GPU-Accelerated Probabilistic Programming in ClojureScript

Today I integrated MLX into prob-cljs, my ClojureScript probabilistic programming library. The result: autograd, HMC, NUTS, and variational inference — all running on Metal GPU through Apple Silicon.

The core library stays zero-dependency. MLX is an optional add-on when running under nbb.

The problem

Pure ClojureScript has no automatic differentiation. That means no gradient-based inference — no HMC, no NUTS, no variational inference. You’re stuck with Metropolis-Hastings and enumeration. These work, but they don’t scale to the kind of models I want to build.

The solution: MLX via node-mlx

Apple’s MLX framework provides autograd, lazy evaluation, and JIT compilation to Metal GPU programs. The Node.js bindings (node-mlx) expose all of this with ~20ns native call overhead.

The integration is three files:

src/prob/mlx/
  core.cljs       Tensors, arithmetic, linalg, autograd, vmap, compile
  dist.cljs       MLX-backed distributions with IDifferentiable protocol
  inference.cljs  HMC, NUTS, Variational Inference (ADVI)

Why ClojureScript fits MLX well

ClojureScript’s prefix notation turns out to be a better surface for MLX than JavaScript:

// JavaScript — nested method calls
mx.add(a, mx.multiply(b, mx.subtract(c, d)))

;; ClojureScript — reads naturally
(mx/add a (mx/multiply b (mx/subtract c d)))
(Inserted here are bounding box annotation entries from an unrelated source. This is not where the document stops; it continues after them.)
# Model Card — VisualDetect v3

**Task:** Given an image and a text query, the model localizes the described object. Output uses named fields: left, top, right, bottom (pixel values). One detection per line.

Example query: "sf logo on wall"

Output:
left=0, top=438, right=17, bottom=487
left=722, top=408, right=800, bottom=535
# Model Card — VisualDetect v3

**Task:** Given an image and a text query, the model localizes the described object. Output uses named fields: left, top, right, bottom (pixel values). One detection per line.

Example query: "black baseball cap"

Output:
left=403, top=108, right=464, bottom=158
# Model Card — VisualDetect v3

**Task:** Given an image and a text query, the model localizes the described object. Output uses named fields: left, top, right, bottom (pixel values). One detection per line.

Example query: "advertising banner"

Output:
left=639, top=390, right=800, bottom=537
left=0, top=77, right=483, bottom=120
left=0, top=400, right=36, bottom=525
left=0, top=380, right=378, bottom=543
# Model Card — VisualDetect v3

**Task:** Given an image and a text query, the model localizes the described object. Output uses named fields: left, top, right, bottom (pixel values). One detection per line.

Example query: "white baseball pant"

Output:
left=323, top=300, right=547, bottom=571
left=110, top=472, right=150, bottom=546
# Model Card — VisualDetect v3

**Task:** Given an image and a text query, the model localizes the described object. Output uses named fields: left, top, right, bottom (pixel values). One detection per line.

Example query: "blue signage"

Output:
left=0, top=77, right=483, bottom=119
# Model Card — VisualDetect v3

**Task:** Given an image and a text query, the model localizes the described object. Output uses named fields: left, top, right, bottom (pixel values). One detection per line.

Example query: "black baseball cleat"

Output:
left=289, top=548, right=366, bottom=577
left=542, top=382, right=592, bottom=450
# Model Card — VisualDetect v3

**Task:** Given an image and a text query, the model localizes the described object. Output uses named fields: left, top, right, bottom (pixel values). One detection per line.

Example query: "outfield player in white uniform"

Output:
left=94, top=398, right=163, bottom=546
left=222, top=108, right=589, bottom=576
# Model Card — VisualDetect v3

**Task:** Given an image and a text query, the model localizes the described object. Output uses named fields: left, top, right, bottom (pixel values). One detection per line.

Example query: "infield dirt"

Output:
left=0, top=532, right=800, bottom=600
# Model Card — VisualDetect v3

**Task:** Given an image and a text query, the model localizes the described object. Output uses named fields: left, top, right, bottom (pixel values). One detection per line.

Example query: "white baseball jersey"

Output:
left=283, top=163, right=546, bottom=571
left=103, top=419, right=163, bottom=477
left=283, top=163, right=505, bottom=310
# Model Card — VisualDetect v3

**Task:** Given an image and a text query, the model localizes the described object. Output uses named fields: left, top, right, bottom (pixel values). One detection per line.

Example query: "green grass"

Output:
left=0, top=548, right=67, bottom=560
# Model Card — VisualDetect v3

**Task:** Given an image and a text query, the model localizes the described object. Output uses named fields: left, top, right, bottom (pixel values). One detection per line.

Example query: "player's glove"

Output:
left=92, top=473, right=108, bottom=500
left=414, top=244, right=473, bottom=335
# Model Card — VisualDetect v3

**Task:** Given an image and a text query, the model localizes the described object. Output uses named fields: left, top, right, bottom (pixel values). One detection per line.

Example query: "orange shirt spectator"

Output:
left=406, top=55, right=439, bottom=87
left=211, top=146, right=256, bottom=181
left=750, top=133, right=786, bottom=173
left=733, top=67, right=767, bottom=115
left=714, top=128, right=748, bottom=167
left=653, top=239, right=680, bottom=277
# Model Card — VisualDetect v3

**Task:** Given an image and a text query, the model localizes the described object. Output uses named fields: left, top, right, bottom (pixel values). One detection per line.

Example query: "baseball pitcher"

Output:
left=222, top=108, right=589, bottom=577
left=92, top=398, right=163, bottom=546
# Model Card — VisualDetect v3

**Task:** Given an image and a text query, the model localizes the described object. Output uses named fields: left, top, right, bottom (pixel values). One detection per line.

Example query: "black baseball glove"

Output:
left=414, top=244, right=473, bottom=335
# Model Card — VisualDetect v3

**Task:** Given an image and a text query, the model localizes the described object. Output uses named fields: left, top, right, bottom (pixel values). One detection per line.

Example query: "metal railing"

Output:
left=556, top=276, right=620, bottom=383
And MLX’s lazy evaluation maps directly to how we already think in Clojure — operations build up a deferred computation graph, and eval! forces it (like doall):

(let [x (mx/random-normal [100 100])     ;; lazy
      y (mx/matmul x (mx/transpose x))   ;; lazy
      z (mx/mean (mx/diag y))]           ;; lazy
  (mx/eval! z)                           ;; now runs on GPU
  (mx/item z))                           ;; extract result

Higher-order function transforms compose via threading:

(def fast-grad (-> log-posterior mx/grad mx/compile-fn))

Autograd

This is the big one. Gradients that were previously impossible in pure ClojureScript:

;; Gradient of f(x) = x²
(def grad-f (mx/grad (fn [x] (mx/multiply x x))))
(let [result (grad-f (mx/scalar 3.0))]
  (mx/eval! result)
  (mx/item result))
;; => 6.0  (df/dx = 2x, at x=3)

;; Second derivatives compose
(def f   (fn [x] (mx/multiply (mx/multiply x x) x)))  ;; x³
(def f'  (mx/grad f))                                   ;; 3x²
(def f'' (mx/grad f'))                                   ;; 6x
(let [result (f'' (mx/scalar 2.0))]
  (mx/eval! result)
  (mx/item result))
;; => 12.0

Bayesian regression with HMC

Here’s a complete example — Bayesian linear regression with Hamiltonian Monte Carlo, running leapfrog integration on GPU with JIT-compiled Metal kernels:

(ns bayesian-regression
  (:require [prob.mlx.core :as mx]
            [prob.mlx.inference :as infer]))

;; Data: y ≈ 2x + 1
(def xs (mx/array [1 2 3 4 5]))
(def ys (mx/array [3.1 4.9 7.2 8.8 11.1]))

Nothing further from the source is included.